# Lexus Karr turns 8yrs. old today!



## Packleader (Nov 27, 2007)

Lexus is now officially a senior. My heart girl turned 8yrs. old. Lucky for her we stayed at Grama's this weekend when we went up for the Bronco Game. So this morning after breakfast grama gave her ice cream for dessert!!! That of course is her favorite. (She was an only child today because the boys were at the kennel). After that we went to visit Great Grama at the nursing home. She loves to go there, I think she knows of the joy she gives to the elderly when they pet her. She just knows what her job is when we walk thru the doors. She is sooo compassionate. Then we took her to Petco to go shopping. She dragged me around the store, TOTAL difference from the nursing home, I would think I had a different dog with me. Anyway she went shopping, she's very good at that.
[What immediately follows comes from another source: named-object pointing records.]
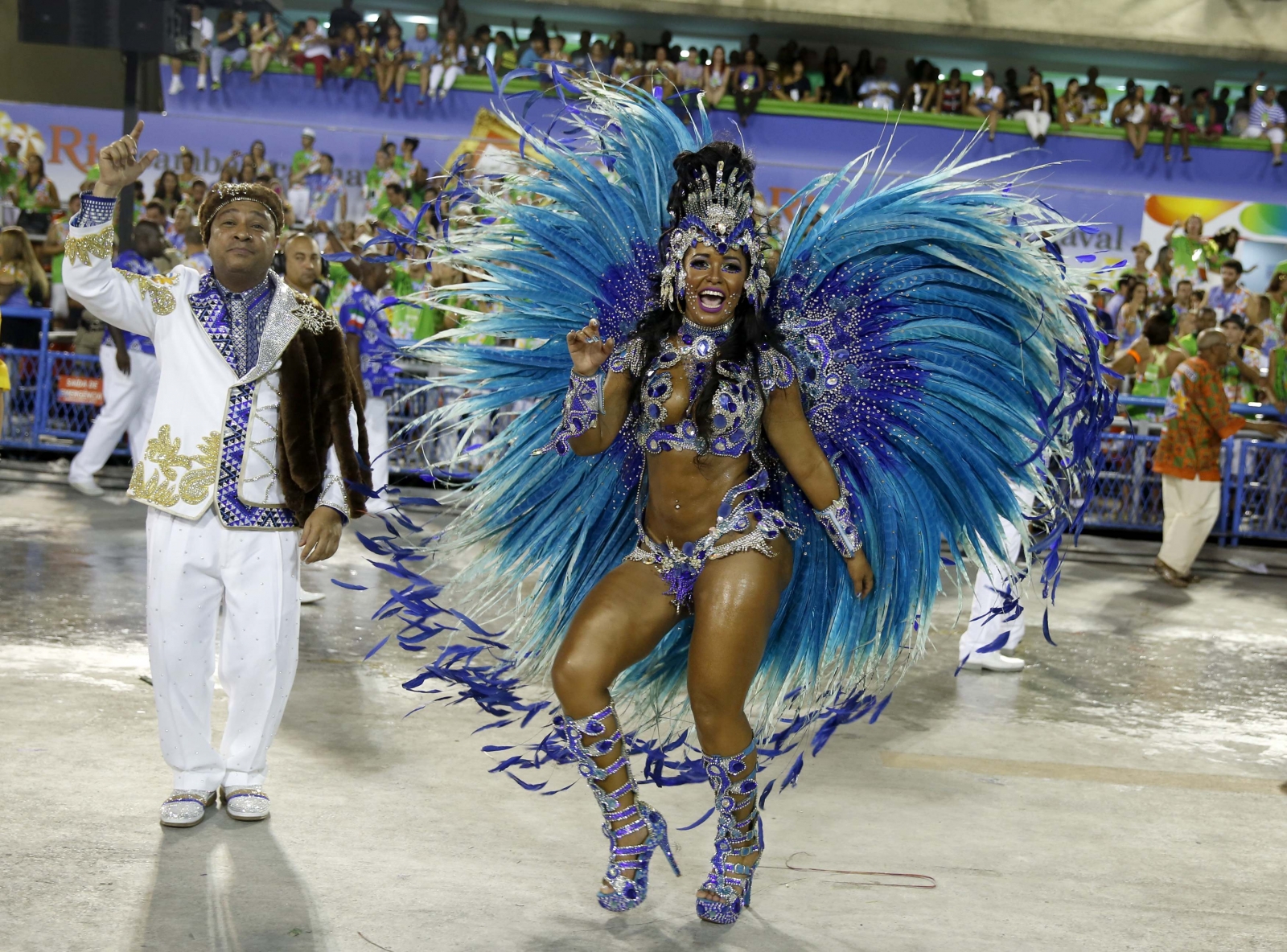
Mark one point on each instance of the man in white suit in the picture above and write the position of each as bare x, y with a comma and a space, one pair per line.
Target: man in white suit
254, 454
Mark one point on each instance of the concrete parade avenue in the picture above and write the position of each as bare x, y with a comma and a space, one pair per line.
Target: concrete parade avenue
1125, 791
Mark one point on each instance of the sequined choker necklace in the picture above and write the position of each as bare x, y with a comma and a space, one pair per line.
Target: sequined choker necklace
701, 341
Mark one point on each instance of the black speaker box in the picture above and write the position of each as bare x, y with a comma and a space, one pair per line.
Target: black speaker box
158, 27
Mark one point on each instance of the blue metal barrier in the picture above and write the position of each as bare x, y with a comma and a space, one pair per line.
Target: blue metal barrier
40, 412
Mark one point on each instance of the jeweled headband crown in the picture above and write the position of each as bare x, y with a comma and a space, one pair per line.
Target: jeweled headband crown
225, 192
718, 214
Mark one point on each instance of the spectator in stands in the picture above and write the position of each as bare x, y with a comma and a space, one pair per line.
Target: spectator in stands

She picked off a pig ear from the shelf and ate it right there. They never get those but today was an exception and let's not forget another new duck! Then on the way home from there, she whispered in my ear and asked for one more scoop of ice cream before we picked up the boys. So twist my arm, she got her way only this time, I couldn't let her eat alone, I HAD to have some too! I haven't been on for a while so sorry this is so long. About 6mo. ago our vet found a heart murmur. I then took her to CSU for an echo and it is a level 2. We decided then to start the Beta Blockers. She is at the full dose now and hasn't skipped a beat. She plays as hard as ever with the pups! :bowl:


----------



## Oaklys Dad (Dec 28, 2005)

Happy Birthday Lexus. She is looking great at eight. I'm glad she was suitably spoiled on her special day.


----------



## Duke's Momma (Mar 1, 2007)

I'm so jealous!!! YOU went to that Bronco game???? Wow - what a game!

Oh, yeah - Lexus Karr - good for you, girl! (pssst, did you watch the Bronco game too? )

Glad to hear her heart is doing good. We're taking visits to CSU as well - they're great, aren't they? She's beautiful, by the way.


----------



## BeauShel (May 20, 2007)

Happy Birthday you beautiful girl!!!! You dont look a day over 2. Such a fun day with lots of goodies she got to have on her special day. She deserved it.


----------



## 3SweetGoldens (Feb 28, 2007)

Happy Birthday Lexus! you are so Beautiful, and I am so glad you had such a wonderful, special B-Day!! Ice cream, so Yummy, and treats, and toys.....what a very lucky girl you are!:smooch:!!!!


----------



## Debles (Sep 6, 2007)

She is gorgeous! You are as young as you feel! My boys Selka , almost 11 and Gunner almost 7, are frisky and active as ever!


----------



## missmarstar (Jul 22, 2007)

Looks like you had a wonderful birthday Lexus!!


----------



## Finn's Fan (Dec 22, 2007)

Happy birthday, Lexus! Aren't grandmas the best, giving a pup ice cream at breakfast? It appears you did a good job shopping, so you obviously have mom wrapped around your pretty paws.


----------



## goldencontriever3 (Nov 7, 2008)

Happy Birthday Lexus!! Sounds like you had a great day!!


----------



## Willow52 (Aug 14, 2009)

Happy Birthday Lexus arty:arty2:

The pics are great, looks like you had a fun day.


----------



## sammydog (Aug 23, 2008)

Happy Belated Birthday! Sounds like it was a perfect day and a perfect spoiling. I am sorry about the heart murmur news, but at least she is doing well on the Beta Blockers.


----------



## coppers-mom (Jan 9, 2009)

Happy Birthday to a very pretty girl. I'm glad she is doing well.
Looks like she is a veteran shopper!


----------



## Karen519 (Aug 21, 2006)

*Happy!!*

Happy, Happy, Birthday, Lexus!!

I would say you are one LOVED DOGGY!!!

SMOOCH, WHO IS 10 YEARS OLD SAYS WOOF, WOOF, Happy Birthday!!!!


----------



## Annie08 (Aug 21, 2009)

I love senior goldens.


----------